Filmin başrol oyuncusu Ufuk Bayraktar, kuaför Metin Tektaş ve makyöz Alev Ünal Nayir'e ağır küfürler ederek, tehditte bulunmuş, saldırmış. Tektaş ve Nayir karakola gidip Bayraktar'dan şikâyetçi olmuş. Yaşanan olay sonrası set çalışanları seti terk etmiş. Set çalışanları olay anında Ufuk Bayraktar'ın alkollü geldiği için sahnesinin çekilemediğini ve bu nedenle yardımcı yönetmene ağır küfürler ettiğini açıkladı. Bayraktar, set çalışanlarının karavanı iki kez basıp, çalışanları tartaklamış.
BÜYÜK HATALAR YAPTI
Ufuk Bayraktar, 2003 yılında, babasının işletmeciliğini yaptığı Cihangir'deki Firuzağa Kahvesi'nde çalışırken ünlü yönetmen Zeki Demirkubuz tarafından keşfedilmişti. Bayraktar, 2006'da Demirkubuz'un Kader adlı filminde rol alarak oyunculuğa adım atmış ve başarılı bir performans sergilemişti. Sonra birçok film ve dizide rol aldı ama şöhreti kaldıramadı! Ruhsatsız silahla bir kavgaya karıştığı için altı ay hapis yattı.
Ufuk alkol ve şiddet düşkünlüğü yüzünden çok büyük hatalar yaptı.
Sinema emekçilerine, hele de kadınlara saldıran bir magandanın bu sektörde işi zor! Kadın dernekleri Ufuk'un yaptıklarını yanına bırakmaz. Kadın haklarına duyarlı sinema emekçileri de Ufuk'u boykot eder!
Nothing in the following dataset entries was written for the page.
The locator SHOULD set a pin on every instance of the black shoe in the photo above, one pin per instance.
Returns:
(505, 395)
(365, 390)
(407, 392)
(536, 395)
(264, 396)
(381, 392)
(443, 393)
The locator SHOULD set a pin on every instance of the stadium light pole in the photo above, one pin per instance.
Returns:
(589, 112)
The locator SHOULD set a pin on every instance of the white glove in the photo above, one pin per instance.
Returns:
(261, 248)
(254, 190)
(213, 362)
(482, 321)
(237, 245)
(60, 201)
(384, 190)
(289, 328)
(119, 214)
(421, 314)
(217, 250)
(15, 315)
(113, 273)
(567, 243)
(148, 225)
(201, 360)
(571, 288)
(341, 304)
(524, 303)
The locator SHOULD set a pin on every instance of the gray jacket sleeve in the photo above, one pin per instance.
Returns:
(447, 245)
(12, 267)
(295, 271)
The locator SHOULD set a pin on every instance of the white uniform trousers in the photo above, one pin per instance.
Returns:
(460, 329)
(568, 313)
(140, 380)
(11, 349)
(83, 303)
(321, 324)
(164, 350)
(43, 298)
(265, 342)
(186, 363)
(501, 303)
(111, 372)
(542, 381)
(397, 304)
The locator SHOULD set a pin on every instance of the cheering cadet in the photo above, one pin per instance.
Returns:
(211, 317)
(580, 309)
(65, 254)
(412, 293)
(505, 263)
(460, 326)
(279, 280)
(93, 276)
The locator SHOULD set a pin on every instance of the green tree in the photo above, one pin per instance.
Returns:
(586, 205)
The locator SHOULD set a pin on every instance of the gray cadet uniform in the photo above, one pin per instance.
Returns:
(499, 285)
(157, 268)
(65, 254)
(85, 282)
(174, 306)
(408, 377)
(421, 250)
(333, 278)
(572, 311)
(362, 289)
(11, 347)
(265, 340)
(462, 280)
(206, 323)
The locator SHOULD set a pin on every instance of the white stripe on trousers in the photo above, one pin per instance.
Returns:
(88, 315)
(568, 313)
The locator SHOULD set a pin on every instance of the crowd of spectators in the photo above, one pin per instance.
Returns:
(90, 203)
Çaycılık yaparken Demirkubuz tarafından keşfedil, oyunculuğu öğren, şöhrete kavuş, sonra da oynadığın mafyatik karakterlerin etkisinde kal, hapis yat, içip içip set bas, kadınları taciz et, saldır vs. Aslında bu da tam Zeki Demirkubuz'luk bir senaryo.